Set KIMI_WEB_WORKER_ARGS before starting the web server to forward any combination of the flags above:
# Use a specific model
KIMI_WEB_WORKER_ARGS="--model groq/gpt-oss-120b" uv run kimi web --personality blue
# Disable thinking mode
KIMI_WEB_WORKER_ARGS="--no-thinking" uv run kimi web --personality blue
# Load a custom agent file and point to a specific skills directory
KIMI_WEB_WORKER_ARGS="--agent-file /path/to/agent.yaml --skills-dir /path/to/skills" \
uv run kimi web --personality blue
# Use an alternate config file
KIMI_WEB_WORKER_ARGS="--config-file /path/to/config.toml" uv run kimi web --personality blue
# Add an MCP server
KIMI_WEB_WORKER_ARGS='--mcp-config-file /path/to/mcp.json' uv run kimi web --personality blue
# Auto-approve all tool calls (yolo mode)
KIMI_WEB_WORKER_ARGS="--yolo" uv run kimi web --personality blue
# Combine multiple flags (use shell quoting as normal)
KIMI_WEB_WORKER_ARGS="--model groq/gpt-oss-120b --no-thinking --yolo --skills-dir ~/myskills" \
uv run kimi web --personality blue
KIMI_WEB_WORKER_ARGS is parsed with shlex rules (same as a shell command line), so spaces inside quoted strings are handled correctly.
Note:
KIMI_WEB_WORKER_ARGSonly affects the Rusthero_kimi_agentworker. Ifhero_kimi_agentis not onPATH, the web server falls back to the Python worker, which ignores this variable and reads all settings from~/.kimi/config.toml.
Test
cargo test # all
cargo test -p hero_kimi_agent # agent
cargo test -p kosong # LLM abstraction
cargo test -p kaos # OS abstraction
Deferred-MCP-tools proof tests
The context savings from generic MCP dispatch are backed by tests that run the real code path (KimiToolset::tools() and kosong's real wire encoder) and measure the exact bytes sent in the request tools[] array:
# Offline: matcher, bounded/O(1) index, search result cap, dispatch-not-listed, and a
# byte-for-byte flatness measurement over captured real schemas (also a regression guard).
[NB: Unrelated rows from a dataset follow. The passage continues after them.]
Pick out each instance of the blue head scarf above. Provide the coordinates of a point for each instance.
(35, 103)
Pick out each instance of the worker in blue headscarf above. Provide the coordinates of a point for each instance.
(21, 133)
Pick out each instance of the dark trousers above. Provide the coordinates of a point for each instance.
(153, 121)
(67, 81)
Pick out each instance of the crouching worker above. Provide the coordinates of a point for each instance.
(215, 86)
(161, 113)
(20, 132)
cargo test -p hero_kimi_agent --lib deferred_tests
cargo test -p hero_kimi_agent --lib token_proof -- --nocapture
# Live end-to-end: connects real MCP servers over stdio (needs npx + network) and
# captures the literal tools[] + system prompt the agent transmits through kosong::step.
# Self-skips unless the env var is set, so the default suite stays offline.
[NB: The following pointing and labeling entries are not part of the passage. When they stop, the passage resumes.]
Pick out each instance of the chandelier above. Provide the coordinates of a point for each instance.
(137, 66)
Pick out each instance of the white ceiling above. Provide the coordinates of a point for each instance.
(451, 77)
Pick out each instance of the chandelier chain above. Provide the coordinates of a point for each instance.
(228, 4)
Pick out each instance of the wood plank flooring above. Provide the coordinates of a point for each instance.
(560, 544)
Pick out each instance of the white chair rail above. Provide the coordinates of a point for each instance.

KIMI_LIVE_MCP_PROOF=1 cargo test -p hero_kimi_agent --lib live_proof -- --nocapture
Workspace
| Crate | Purpose |
|---|---|
hero_kimi_agent |
Main binary — wire server, tools, agent loop, MCP |
kosong |
LLM abstraction — messages, tool schemas, providers |
kaos |
OS abstraction — LocalKaos, path semantics |
Relationship to Python
This repo is a Rust rewrite of the Python kimi-cli runtime. The two must stay compatible on wire protocol, message formats, ~/.kimi data layout, tool schemas, and all other externally observable behavior. Python is the source of truth.
The Python repo is pinned as a git submodule at kimi-cli/:
git submodule update --init
Version numbers must always match kimi-cli exactly.